I bought a terrific pair of trousers in Omonia Square at Panagiotropolis for $25 euros, dress wool I believe and the lovely saleslady said she'd have them hemmed in an hour. I'm wearing them now. There are tailors here too. Every craftsman or tradesperson has a little shop somewhere. A whole block of fabric and upholster stores reminded me of New York, Hong Kong and Mexico City where a particular craft or trade will congregate till one day there's a 'district'. These big old cities are in constant flux. It's a vertical city like New York too and I've not even ventured much about the first couple of floors. I've looked at signs showing all manner of businesses are represented 7 and 8 floors above. I visited museums and art galleries this afternoon, enjoying the visual inspiration.
I figured I'm a bit saturated. When I saw a picture of a dog in a Nicholas Guysis painting all I wanted was to be home with Gilbert. The last thing I would have said a couple of weeks ago was I was looking forward to work but actually I am looking forward to the office and routine. I forget how like a third leg I begin to feel without useful work to do. I'm very thankful to have my profession, the opportunity to help people, the education and colleagues and the patients who put their trust in me.
I discussed addiction and alcoholism today with a couple of Irish men and and an English woman who had been in Berlin and known Rudolf Hess. We were sharing how similar and different the disease was. In one person it presents like Schizophrenia and in another it presents like a psychopathic personality disorder. Not surprising, considering it's a brain disease and the central computer crashes. Seeing the men desperately shooting up with needles on the street here I felt good about working at Doc Side Clinic in the Methadone Maintenance Program.

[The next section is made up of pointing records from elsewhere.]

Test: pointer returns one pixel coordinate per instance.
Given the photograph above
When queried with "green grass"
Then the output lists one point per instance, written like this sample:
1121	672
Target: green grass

It gives people a life back.
 I talked with a former Greek heroin addict here and he described how he had no life when he was on heroin He just lived from hit to hit hoping for death or a moment of relief. They have treatment centers and AA in Athens. The English speaking AA happened first then was followed by Greek speaking AA.

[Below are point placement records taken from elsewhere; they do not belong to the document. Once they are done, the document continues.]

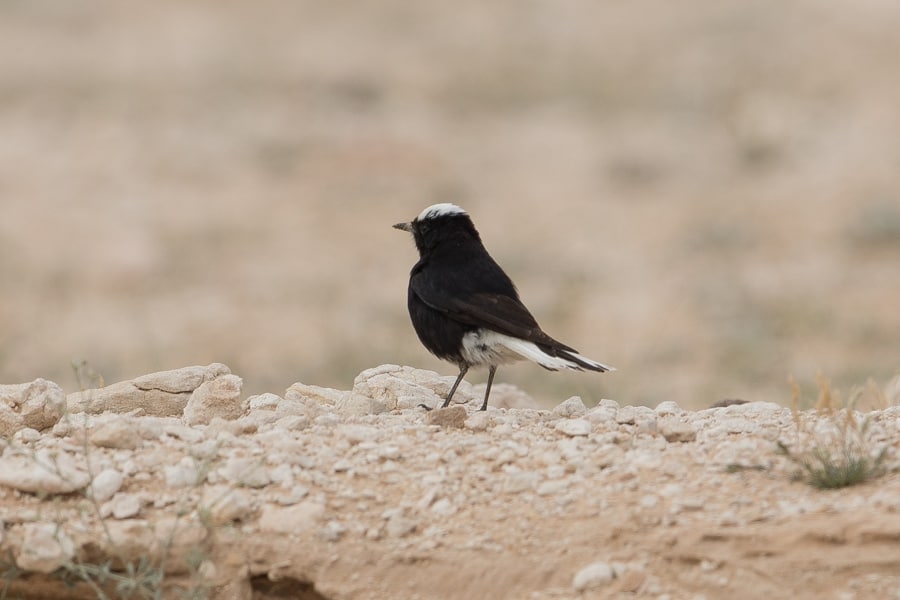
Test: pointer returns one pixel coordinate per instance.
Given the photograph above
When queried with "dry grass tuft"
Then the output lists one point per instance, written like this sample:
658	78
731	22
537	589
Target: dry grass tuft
835	451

I am looking forward to talking with people too, without consideration of language issues., back in Canada.   Each time I've met an English speaking person I've had an immense sense of relief. Most people's grasp of English as a secondary language is like mine for Spanish and French, rudimentary and focussed on the concrete. Since the conference a week ago, before today I'd only spoken with a couple of people who spoke English such that we could joke. Today I was discussing Israeli politics with a very funny Irish fellow who described Greeks "Like Arabs, they can't get along". He'd just arrived back from Israel and described hearing sirens and thinking it was about traffic only to be ushered outside and down in the basement as he heard bombs exploding in the distance. He said even though there was threat of war and the anxiety about that , he preferred being in Israel than back in Athens because of the chaos and hostility here. His friend had been complaining about the lack of electricity in their area with heat and lights off. She was thinking of returning to Britain because of the rising costs locally though would dearly miss Athens.
This was all for me 'conversation' and 'ideas'. For a week I've been at the 'where is the bathroom… this the way to the Museum?" I've actually raised my voice repeating myself thinking that somehow volume would help my pronunciation. Then I tweaked to technology and took to taking pictures with my iPhone of what I wanted and suddenly getting an 'aha!" I'm beginning to think that while I seem to understand a lot in other languages, English is the one language I can be understood in some of the time.
 It still amazes me to consider the doctors at the World Congress of Interdisciplinary Psychiatry discussing the most advanced terms and ideas of psychoanalysis and neurochemistry in English as their second language. To me that's a kind of rocket science yet we so often take for granted the incredible language skills people have. My nephew Andrew is so fluent in French the French don't recognize him as English. In contrast I'd be the first one shot as a spy if I opened my mouth.